System-on-Chip Test Architectures: Nanometer Design for Testability

Soft errors are transient single-event upsets (SEUs) caused by various types of radiation. Cosmic radiation has long been regarded as the major source of soft errors, especially in memories [May 1979], and chips used in space applications typically use parity or error-correcting code (ECC) for soft error protection. As circuit features begin to shrink into the nanometer ranges, error-causing activation energies are reduced. As a result, terrestrial radiation, such as alpha particles from the packaging materials of a chip, is also beginning to cause soft errors more frequently. This has created reliability concerns, especially for microprocessors, network processors, high-end routers, and network storage components.

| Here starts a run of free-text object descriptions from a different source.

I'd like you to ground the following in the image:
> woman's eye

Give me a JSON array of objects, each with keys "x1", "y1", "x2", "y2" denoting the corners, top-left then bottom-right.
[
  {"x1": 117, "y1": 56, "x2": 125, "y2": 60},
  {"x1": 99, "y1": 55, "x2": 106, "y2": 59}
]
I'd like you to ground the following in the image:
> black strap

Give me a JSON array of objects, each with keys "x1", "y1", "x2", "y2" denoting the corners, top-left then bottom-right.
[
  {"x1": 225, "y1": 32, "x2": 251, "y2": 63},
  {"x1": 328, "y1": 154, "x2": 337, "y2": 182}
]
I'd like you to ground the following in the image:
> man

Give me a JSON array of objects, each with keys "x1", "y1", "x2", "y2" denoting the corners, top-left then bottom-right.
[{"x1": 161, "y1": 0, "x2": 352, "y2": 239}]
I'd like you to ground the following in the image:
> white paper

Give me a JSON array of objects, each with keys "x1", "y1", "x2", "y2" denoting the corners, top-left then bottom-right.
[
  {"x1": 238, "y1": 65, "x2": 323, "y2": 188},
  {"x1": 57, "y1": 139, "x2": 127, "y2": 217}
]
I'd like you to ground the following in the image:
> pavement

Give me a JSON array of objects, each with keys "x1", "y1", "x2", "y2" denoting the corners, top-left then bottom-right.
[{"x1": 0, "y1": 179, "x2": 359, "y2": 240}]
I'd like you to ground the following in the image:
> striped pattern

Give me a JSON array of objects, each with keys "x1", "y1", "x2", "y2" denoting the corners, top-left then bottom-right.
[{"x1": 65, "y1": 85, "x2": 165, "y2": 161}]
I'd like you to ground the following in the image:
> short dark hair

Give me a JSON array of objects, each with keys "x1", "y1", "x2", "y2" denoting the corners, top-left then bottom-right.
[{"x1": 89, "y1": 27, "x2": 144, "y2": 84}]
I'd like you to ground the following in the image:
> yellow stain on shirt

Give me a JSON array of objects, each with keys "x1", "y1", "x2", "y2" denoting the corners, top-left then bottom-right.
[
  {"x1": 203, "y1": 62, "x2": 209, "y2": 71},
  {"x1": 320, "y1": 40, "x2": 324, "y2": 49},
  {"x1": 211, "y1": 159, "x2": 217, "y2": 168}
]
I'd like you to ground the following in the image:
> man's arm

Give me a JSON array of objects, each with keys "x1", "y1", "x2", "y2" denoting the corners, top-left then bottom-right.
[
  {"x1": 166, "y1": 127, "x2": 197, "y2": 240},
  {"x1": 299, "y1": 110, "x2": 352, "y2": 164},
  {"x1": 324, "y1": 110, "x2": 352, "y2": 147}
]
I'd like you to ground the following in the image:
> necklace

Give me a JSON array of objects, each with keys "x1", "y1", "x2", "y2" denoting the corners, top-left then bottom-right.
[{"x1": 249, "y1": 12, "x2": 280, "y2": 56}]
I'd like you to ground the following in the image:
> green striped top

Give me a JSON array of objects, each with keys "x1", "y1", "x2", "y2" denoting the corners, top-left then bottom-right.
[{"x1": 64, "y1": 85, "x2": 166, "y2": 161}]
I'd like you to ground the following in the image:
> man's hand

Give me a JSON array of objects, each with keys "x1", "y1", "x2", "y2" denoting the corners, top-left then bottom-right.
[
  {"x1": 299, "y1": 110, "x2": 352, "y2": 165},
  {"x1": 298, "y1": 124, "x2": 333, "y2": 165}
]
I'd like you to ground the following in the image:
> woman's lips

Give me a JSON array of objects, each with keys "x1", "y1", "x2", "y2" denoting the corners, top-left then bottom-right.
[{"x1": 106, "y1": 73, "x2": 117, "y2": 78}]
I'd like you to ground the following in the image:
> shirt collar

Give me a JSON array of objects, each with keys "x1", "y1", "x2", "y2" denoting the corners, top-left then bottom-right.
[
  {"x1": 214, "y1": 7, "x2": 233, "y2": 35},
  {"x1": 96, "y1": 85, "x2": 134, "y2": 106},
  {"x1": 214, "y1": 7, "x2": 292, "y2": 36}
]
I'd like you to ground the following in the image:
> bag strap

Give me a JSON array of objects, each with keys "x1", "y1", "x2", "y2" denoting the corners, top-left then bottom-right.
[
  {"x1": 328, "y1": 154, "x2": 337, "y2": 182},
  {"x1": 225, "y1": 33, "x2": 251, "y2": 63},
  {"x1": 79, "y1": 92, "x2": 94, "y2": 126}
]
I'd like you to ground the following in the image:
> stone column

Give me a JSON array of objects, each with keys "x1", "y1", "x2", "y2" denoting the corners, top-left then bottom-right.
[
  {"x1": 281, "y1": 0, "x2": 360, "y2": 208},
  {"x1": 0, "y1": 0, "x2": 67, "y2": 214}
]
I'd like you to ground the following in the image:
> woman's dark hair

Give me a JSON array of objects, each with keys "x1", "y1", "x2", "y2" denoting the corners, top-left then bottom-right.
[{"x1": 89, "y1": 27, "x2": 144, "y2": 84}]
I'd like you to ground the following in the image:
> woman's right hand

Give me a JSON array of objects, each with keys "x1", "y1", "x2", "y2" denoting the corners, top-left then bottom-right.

In this section, we first illustrate the sources of soft errors and the soft error rate (SER) trends. Following a discussion of general fault tolerance schemes for soft error protection, we then discuss DIVA [Austin 1999] and Razor [Ernst 2003] [Ernst 2004], two representative error-resilient processor microarchitectures, as well as three soft error mitigation methods through built-in soft-error resilience (BISER) [Mitra 2005] and circuit-level modifications [Almukhaizim 2006] [Zhou 2006]. DIVA and Razor are mainly used for high-performance processor designs. BISER and circuit-level modification methods, however, are applicable to any design for soft error protection.
Soft errors are the result of transients that are induced in the circuit when a radiation particle strikes. This radiation can range from cosmic origin (when stars are formed and die) or from...